Their comments came as they marked her birthday on Saturday by adding a heart to the Covid Memorial Wall.
The 47-year-old transport worker died on 5 April 2020 after an alleged assault by an unknown man at Victoria station little more than two weeks before, leaving behind her husband, Lusamba Katalay, and their daughter Ingrid, who was then 11.
At the time, British Transport Police (BTP) interviewed a 57-year-old man in connection with the incident, but closed the case after concluding there was “no evidence to substantiate any criminal offences”.
Following a public outcry, the Crown Prosecution Service later reviewed the evidence and possible lines of inquiry, but concluded there was insufficient evidence and no charges were brought.
On Saturday, to mark Mujinga’s birthday, the family, MP Bell Ribeiro-Addy and campaigners from the Covid Bereavement Families Campaign and Justice for Belly Mujinga Campaign gathered at the Covid memorial wall to celebrate her life and renew their calls for justice.
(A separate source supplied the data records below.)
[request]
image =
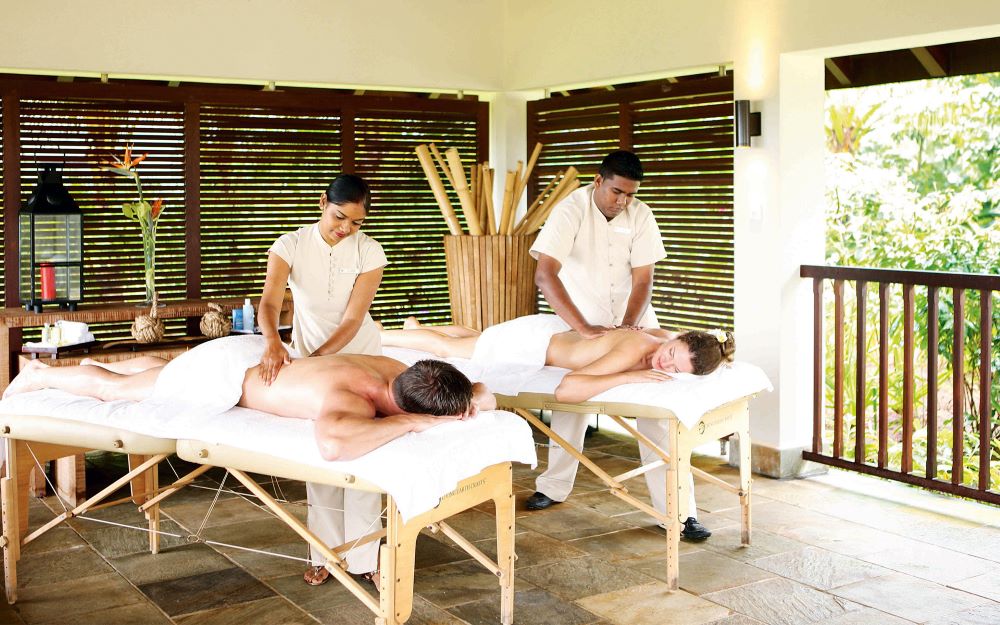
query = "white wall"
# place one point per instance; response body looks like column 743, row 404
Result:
column 776, row 48
column 516, row 48
column 430, row 44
The family added a heart to the memorial wall with the words “Love Belly”.
Speaking on behalf of the family, lawyer Lawrence Davies said: “We are seeking answers to why it was necessary for Belly to be on the station concourse and why key information was not handed over to the family.”
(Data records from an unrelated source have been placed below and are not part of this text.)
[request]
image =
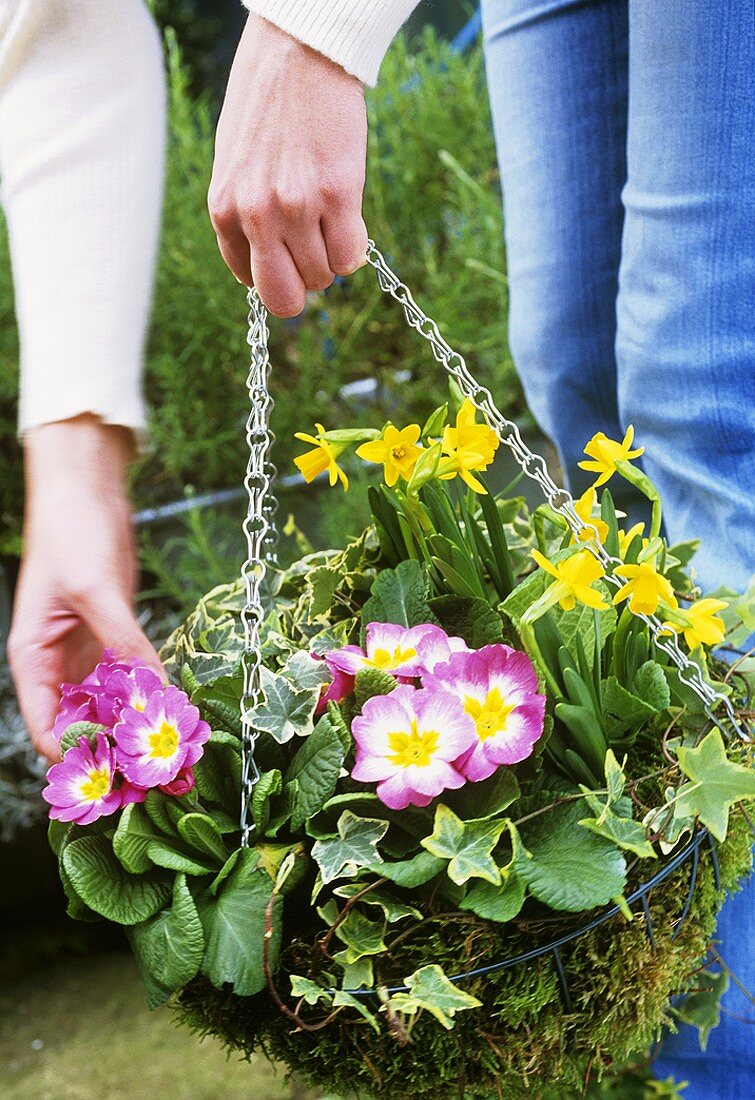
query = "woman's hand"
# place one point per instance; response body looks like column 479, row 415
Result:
column 286, row 194
column 79, row 569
As the two-year anniversary of her death approaches, Mujinga’s family still do not know the identity of the person behind the alleged assault or exactly what happened.
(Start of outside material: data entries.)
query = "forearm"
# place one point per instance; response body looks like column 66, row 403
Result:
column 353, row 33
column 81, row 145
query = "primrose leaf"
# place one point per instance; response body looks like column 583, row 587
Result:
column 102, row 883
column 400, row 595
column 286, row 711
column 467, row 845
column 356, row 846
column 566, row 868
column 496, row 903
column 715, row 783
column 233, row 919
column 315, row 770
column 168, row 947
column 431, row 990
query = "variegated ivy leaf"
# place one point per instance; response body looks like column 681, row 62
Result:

While he said the family were moving forward, Davies, the CEO of Equal Justice Solicitors, said: “Finding a measure of justice would be invaluable to them … Just to know why he did it, why it happened, because it’s just inexplicable on many levels.”
He said CCTV footage showed a large white man approaching Mujinga, who worked for Govia Thameslink Railway, and her colleague, then either coughing or spitting at them and shouting at them before backing off, pointing. He then stood in a queue and went on to go through the same motions again.
“When you double back and do the same thing again, that can’t be involuntary, that’s got to be a conscious choice,” said Davies. “And they didn’t do anything to provoke him, so quite what it was remains to be seen.”
The family is pursuing an inquest, due to take place in June, but it will only be permitted if the coroner can find expert evidence to show that Mujinga more likely than not contracted Covid at work.
If the inquest is allowed to take place, they hope her alleged attacker will be named – and, if not, her lawyer plans to request the information from BTP, who he said are not releasing the name of the suspect.
When she died, Davies said, she believed it was the incident that gave her Covid and wanted her husband to try to get justice.
“She was 47, your average life expectancy is about 81, so she’s lost at least 34 years and left her daughter behind her and she was robbed of the opportunity of having that family life,” he said.
BTP did not immediately respond to the Guardian’s request for comment.